NewsLetter N° 2/Settembre 2006 A cura dell'Associazione "I Popolari"
LIEVITO
Nessuno resti indietro nel cammino Chianciano, Orvieto, Roma e ancora Orvieto. Il dibattito sul nuovo partito, il partito democratico, sta entrando in una fase importante. Nella discussione – rigorosa e prospettica – sta prendendo forma il “come” dovrà essere il nuovo partito ed anche, in una certa misura, il “quando” . Appare evidente, però, che tra le diverse sensibilità politiche dei “soci fondatori”, partiti ma non solo, restano distanze e differenze significative sia per quanto riguarda i punti di partenza che per l'approdo. Ma le distanze e le differenze, oggi più di ieri, sono sul tavolo e ben scoperte. Anche per questo i convegni e i seminari di queste settimane ci consegnano l’onere e l'onore di lavorare sui contenuti con maggior impegno e ci indicano le strade da non percorre affinché nessuno resti indietro nel cammino. Occorrerà quindi tempo, prudenza, rispetto delle diverse culture di appartenza e soprattutto nessuna ansia organizzativista affinché il Partito democratico diventi adulto.

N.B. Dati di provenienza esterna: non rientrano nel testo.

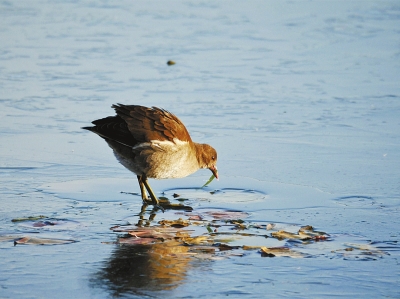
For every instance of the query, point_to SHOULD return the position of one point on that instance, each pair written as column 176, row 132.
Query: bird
column 153, row 143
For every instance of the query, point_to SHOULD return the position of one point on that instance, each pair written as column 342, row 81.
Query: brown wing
column 146, row 124
column 113, row 128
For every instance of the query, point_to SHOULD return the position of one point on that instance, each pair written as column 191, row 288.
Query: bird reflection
column 144, row 268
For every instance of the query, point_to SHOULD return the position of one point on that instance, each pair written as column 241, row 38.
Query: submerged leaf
column 209, row 181
column 41, row 241
column 280, row 251
column 280, row 235
column 175, row 223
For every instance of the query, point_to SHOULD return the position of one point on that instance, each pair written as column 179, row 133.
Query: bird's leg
column 151, row 193
column 142, row 190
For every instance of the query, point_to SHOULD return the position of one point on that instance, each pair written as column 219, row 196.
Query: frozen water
column 300, row 98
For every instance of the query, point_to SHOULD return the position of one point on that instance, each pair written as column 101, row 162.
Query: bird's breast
column 167, row 159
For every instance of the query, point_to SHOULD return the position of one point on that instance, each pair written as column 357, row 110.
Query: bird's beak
column 214, row 170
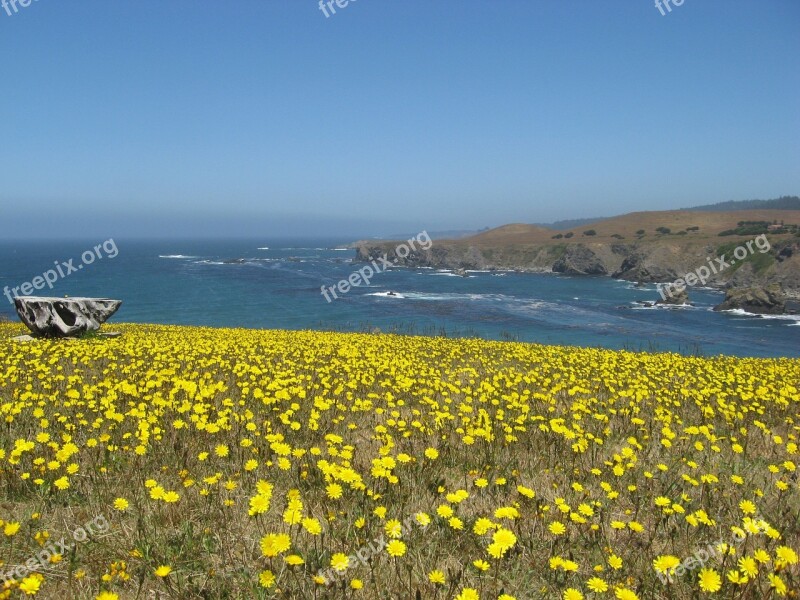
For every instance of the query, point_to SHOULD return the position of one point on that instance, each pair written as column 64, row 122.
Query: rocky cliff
column 658, row 261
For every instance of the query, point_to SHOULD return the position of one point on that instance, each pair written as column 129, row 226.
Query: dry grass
column 343, row 428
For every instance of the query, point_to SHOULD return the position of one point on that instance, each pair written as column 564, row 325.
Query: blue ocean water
column 276, row 284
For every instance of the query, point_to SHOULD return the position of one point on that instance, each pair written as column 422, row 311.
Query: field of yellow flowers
column 222, row 463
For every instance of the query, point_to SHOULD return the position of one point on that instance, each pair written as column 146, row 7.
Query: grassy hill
column 638, row 226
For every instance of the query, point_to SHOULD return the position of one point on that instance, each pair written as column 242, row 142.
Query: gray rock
column 769, row 300
column 676, row 298
column 64, row 317
column 579, row 260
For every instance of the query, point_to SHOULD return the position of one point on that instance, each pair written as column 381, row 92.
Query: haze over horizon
column 259, row 119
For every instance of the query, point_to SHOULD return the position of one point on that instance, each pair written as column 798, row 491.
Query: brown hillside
column 710, row 224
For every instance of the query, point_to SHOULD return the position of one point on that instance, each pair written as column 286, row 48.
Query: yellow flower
column 557, row 528
column 481, row 565
column 396, row 548
column 436, row 577
column 340, row 562
column 597, row 585
column 221, row 450
column 777, row 584
column 266, row 578
column 30, row 585
column 431, row 453
column 334, row 491
column 666, row 564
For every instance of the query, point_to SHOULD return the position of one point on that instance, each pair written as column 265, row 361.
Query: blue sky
column 250, row 117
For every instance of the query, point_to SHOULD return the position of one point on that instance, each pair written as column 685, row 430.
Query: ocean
column 276, row 285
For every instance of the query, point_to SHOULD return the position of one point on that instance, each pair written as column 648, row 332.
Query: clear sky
column 264, row 117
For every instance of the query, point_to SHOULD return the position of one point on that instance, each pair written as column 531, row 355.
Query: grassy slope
column 533, row 435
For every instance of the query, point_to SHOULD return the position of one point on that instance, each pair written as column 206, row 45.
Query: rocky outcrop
column 662, row 260
column 637, row 267
column 64, row 317
column 675, row 298
column 768, row 300
column 579, row 260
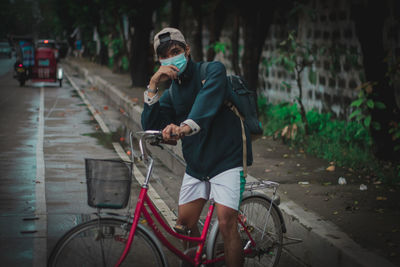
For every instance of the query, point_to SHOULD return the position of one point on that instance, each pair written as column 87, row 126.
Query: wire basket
column 108, row 182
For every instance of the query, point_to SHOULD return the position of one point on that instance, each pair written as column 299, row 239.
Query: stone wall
column 332, row 28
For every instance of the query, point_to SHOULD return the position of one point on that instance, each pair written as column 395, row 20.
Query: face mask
column 179, row 61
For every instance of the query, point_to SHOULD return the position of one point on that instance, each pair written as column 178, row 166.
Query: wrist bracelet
column 154, row 91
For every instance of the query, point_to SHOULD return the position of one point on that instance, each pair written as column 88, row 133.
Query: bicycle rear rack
column 251, row 186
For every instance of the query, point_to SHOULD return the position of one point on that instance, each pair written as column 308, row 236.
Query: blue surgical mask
column 179, row 61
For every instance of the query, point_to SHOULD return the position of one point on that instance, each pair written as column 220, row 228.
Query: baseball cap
column 168, row 34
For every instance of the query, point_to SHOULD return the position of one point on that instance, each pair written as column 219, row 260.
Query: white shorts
column 225, row 188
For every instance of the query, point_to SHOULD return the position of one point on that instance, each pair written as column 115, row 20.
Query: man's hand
column 164, row 73
column 174, row 132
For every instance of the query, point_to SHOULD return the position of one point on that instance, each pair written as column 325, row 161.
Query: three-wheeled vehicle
column 46, row 68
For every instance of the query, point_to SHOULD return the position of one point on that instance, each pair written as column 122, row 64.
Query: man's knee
column 227, row 220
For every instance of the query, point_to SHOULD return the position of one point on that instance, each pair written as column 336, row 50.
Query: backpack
column 242, row 100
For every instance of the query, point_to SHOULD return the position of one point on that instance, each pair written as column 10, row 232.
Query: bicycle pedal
column 181, row 229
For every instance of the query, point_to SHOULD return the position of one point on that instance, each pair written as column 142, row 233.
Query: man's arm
column 210, row 98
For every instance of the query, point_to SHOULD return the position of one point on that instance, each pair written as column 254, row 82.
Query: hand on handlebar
column 173, row 132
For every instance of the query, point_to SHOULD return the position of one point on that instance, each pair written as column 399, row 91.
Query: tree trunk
column 141, row 56
column 216, row 23
column 369, row 21
column 235, row 45
column 175, row 13
column 197, row 47
column 256, row 24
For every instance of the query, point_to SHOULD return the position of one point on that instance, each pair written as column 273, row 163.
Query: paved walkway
column 362, row 226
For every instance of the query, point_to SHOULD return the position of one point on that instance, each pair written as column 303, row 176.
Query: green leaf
column 355, row 113
column 380, row 105
column 357, row 103
column 312, row 77
column 376, row 125
column 370, row 103
column 286, row 84
column 367, row 121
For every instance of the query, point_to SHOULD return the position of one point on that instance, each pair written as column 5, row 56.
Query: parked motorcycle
column 21, row 73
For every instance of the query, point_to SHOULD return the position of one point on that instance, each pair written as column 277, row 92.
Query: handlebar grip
column 170, row 142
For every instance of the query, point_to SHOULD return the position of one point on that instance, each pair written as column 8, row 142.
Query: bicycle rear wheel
column 100, row 242
column 254, row 210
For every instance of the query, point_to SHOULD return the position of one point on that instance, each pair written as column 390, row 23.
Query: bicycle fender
column 274, row 205
column 210, row 239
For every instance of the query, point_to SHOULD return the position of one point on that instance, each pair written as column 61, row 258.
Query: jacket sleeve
column 211, row 96
column 159, row 114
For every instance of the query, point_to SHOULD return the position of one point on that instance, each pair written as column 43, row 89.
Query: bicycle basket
column 108, row 182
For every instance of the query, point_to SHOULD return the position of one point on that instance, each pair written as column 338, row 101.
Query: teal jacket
column 217, row 147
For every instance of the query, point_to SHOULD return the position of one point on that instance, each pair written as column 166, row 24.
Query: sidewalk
column 340, row 225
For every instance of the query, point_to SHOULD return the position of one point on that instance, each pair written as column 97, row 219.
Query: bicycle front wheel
column 267, row 235
column 100, row 242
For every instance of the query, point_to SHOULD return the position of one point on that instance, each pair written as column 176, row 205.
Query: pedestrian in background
column 193, row 110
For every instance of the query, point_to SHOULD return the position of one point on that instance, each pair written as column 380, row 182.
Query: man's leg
column 188, row 215
column 227, row 219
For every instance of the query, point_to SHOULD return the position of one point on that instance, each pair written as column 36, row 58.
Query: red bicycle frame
column 141, row 209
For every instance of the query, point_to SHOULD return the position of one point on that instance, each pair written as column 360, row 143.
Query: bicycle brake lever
column 156, row 143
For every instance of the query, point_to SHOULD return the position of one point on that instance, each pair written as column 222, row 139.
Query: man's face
column 174, row 50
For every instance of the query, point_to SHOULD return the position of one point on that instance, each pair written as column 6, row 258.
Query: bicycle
column 126, row 241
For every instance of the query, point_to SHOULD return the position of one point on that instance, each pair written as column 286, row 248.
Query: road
column 46, row 133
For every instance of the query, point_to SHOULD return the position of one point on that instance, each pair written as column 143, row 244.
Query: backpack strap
column 203, row 68
column 235, row 111
column 244, row 139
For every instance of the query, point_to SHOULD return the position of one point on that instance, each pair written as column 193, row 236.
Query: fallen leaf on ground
column 381, row 198
column 304, row 183
column 331, row 168
column 380, row 210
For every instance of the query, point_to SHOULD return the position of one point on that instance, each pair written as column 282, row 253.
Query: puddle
column 121, row 136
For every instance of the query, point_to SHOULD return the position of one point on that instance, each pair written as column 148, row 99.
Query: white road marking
column 161, row 206
column 40, row 238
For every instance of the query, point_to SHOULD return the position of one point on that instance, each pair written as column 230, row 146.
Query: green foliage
column 125, row 63
column 276, row 117
column 348, row 144
column 219, row 47
column 364, row 105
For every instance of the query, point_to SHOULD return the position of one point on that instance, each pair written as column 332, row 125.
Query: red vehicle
column 45, row 68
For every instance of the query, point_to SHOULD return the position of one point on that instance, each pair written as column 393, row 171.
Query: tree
column 256, row 23
column 141, row 14
column 369, row 18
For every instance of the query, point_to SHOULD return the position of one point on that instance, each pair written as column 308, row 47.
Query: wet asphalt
column 29, row 227
column 46, row 132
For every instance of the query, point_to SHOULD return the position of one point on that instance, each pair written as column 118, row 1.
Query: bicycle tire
column 100, row 242
column 268, row 250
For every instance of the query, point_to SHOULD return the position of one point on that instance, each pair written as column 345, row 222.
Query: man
column 193, row 110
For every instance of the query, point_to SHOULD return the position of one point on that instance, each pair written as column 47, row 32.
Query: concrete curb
column 323, row 242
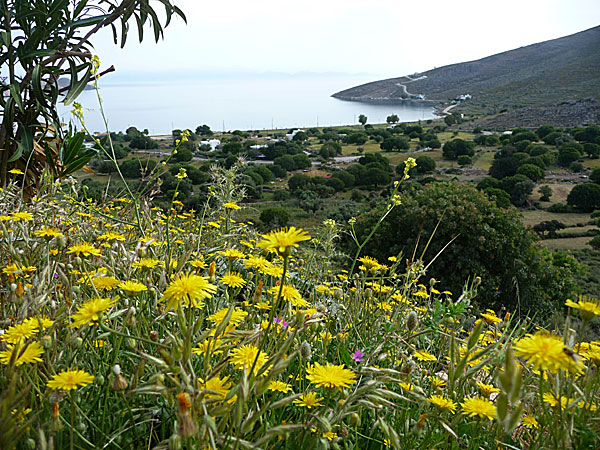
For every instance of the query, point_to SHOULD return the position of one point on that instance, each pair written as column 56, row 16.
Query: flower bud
column 46, row 341
column 305, row 350
column 119, row 383
column 412, row 320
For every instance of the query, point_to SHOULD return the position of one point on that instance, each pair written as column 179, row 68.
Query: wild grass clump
column 126, row 326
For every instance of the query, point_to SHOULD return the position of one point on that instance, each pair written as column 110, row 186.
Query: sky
column 379, row 38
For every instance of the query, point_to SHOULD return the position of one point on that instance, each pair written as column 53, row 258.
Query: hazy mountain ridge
column 563, row 69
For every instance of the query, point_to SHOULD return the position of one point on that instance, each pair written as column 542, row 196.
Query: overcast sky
column 382, row 38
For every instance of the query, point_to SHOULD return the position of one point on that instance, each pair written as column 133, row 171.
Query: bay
column 232, row 102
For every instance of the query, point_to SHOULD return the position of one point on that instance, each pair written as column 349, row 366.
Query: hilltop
column 560, row 70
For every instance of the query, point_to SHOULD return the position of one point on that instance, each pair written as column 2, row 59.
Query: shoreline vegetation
column 360, row 287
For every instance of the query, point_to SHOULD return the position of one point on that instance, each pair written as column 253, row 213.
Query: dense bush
column 457, row 147
column 484, row 241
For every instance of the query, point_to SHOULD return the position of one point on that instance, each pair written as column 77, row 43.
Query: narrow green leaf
column 86, row 22
column 15, row 93
column 16, row 155
column 77, row 87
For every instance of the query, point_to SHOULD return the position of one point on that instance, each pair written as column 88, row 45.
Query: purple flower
column 281, row 322
column 357, row 356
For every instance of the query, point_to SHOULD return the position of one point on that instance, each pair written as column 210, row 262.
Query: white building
column 213, row 143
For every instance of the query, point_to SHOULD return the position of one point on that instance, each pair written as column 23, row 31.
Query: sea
column 227, row 102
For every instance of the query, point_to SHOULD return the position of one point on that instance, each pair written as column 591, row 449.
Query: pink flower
column 357, row 356
column 281, row 322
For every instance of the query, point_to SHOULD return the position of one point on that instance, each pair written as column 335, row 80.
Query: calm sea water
column 230, row 103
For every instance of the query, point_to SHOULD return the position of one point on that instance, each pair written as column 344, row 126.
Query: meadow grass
column 127, row 326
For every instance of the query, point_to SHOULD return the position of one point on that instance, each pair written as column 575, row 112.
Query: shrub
column 485, row 241
column 457, row 147
column 585, row 196
column 464, row 160
column 274, row 217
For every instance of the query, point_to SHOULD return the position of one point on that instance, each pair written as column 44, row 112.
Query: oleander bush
column 126, row 326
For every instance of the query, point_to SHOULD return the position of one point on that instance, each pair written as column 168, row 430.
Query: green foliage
column 393, row 118
column 484, row 240
column 545, row 192
column 585, row 196
column 534, row 173
column 396, row 143
column 43, row 41
column 457, row 147
column 425, row 164
column 548, row 228
column 183, row 155
column 204, row 130
column 464, row 160
column 569, row 153
column 274, row 217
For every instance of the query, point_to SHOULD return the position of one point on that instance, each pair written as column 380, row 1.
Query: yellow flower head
column 544, row 352
column 478, row 407
column 70, row 379
column 442, row 403
column 31, row 354
column 282, row 241
column 423, row 355
column 588, row 307
column 147, row 264
column 91, row 310
column 309, row 400
column 21, row 216
column 220, row 387
column 132, row 286
column 233, row 279
column 247, row 356
column 188, row 289
column 279, row 386
column 237, row 316
column 232, row 253
column 48, row 233
column 84, row 249
column 290, row 294
column 330, row 376
column 19, row 332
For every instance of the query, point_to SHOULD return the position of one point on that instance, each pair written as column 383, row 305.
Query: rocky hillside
column 542, row 74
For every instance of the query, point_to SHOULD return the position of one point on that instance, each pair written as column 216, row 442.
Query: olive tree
column 42, row 41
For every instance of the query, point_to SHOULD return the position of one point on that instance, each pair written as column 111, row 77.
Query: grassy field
column 579, row 243
column 569, row 219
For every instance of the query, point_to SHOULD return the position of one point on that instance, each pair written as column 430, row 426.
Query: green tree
column 545, row 192
column 183, row 155
column 585, row 196
column 42, row 41
column 392, row 118
column 450, row 120
column 568, row 154
column 457, row 147
column 274, row 217
column 534, row 173
column 482, row 240
column 425, row 164
column 464, row 160
column 204, row 130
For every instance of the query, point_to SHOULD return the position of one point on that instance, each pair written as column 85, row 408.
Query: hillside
column 541, row 74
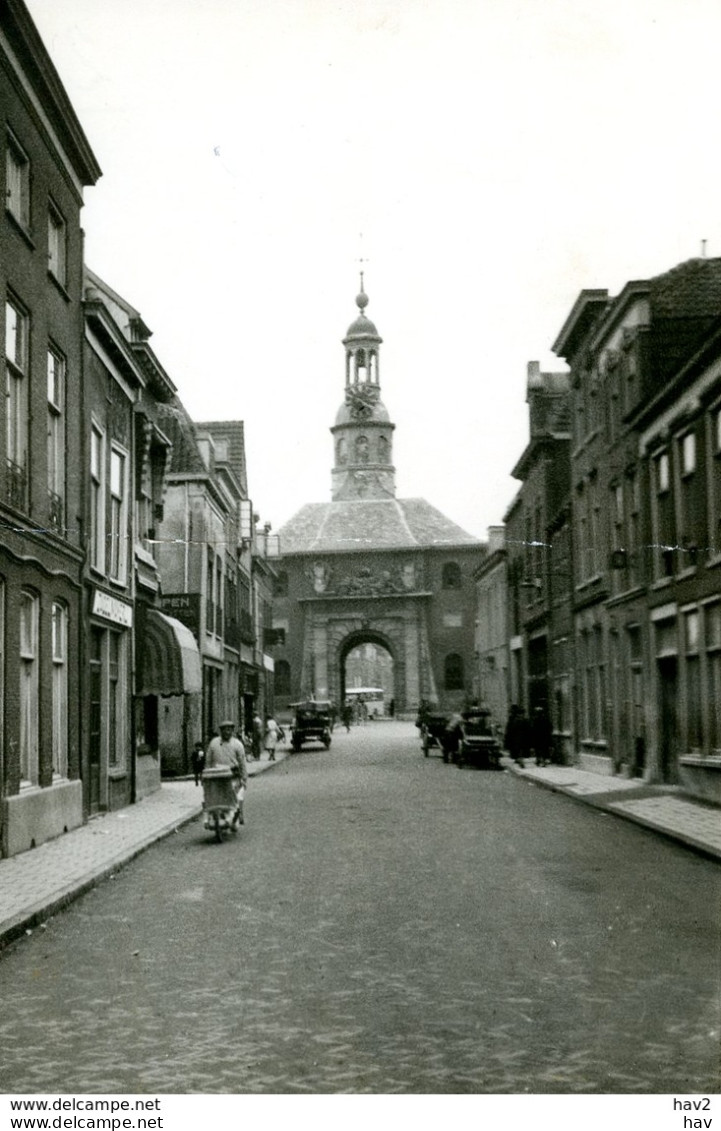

-------------------------------------------------------- Info Sul sito www.ipopolari.com al link "Speciale Chianciano" sono già disponibili gli interventi di apertura del convegno del 29-30 settembre e 1 ottobre di Pierluigi Castagnetti e Pietro Scoppola. La prossima settima saranno messi in linea file audio degli interventi e successivamente le trascrizioni. ----------------------------------------------------------
IL PUNTO
Verso il nuovo partito /1 di Dario Franceschini Uno dei timori più forti nei confronti della prospettiva del partito democratico sembra essere quello della perdita di identità politica e culturale dei cattolici democratici. Io ritengo invece che la costituzione del nuovo soggetto unitario rappresenti una opportunità. L’occasione per dare nuova linfa ad una storia, per far sì che non venga vissuta in maniera museale e meramente commemorativa. l’identità cattolico-democratica, quella che gli elettori devono immediatamente riconoscere, oggi si fonda, più che su incrollabili assunti ideologici, sui programmi e sulle cose che si fanno, sulle decisioni concrete che incidono nella vita delle persone. L’elaborazione chiara di nostre proposte è il modo migliore di ... [segue]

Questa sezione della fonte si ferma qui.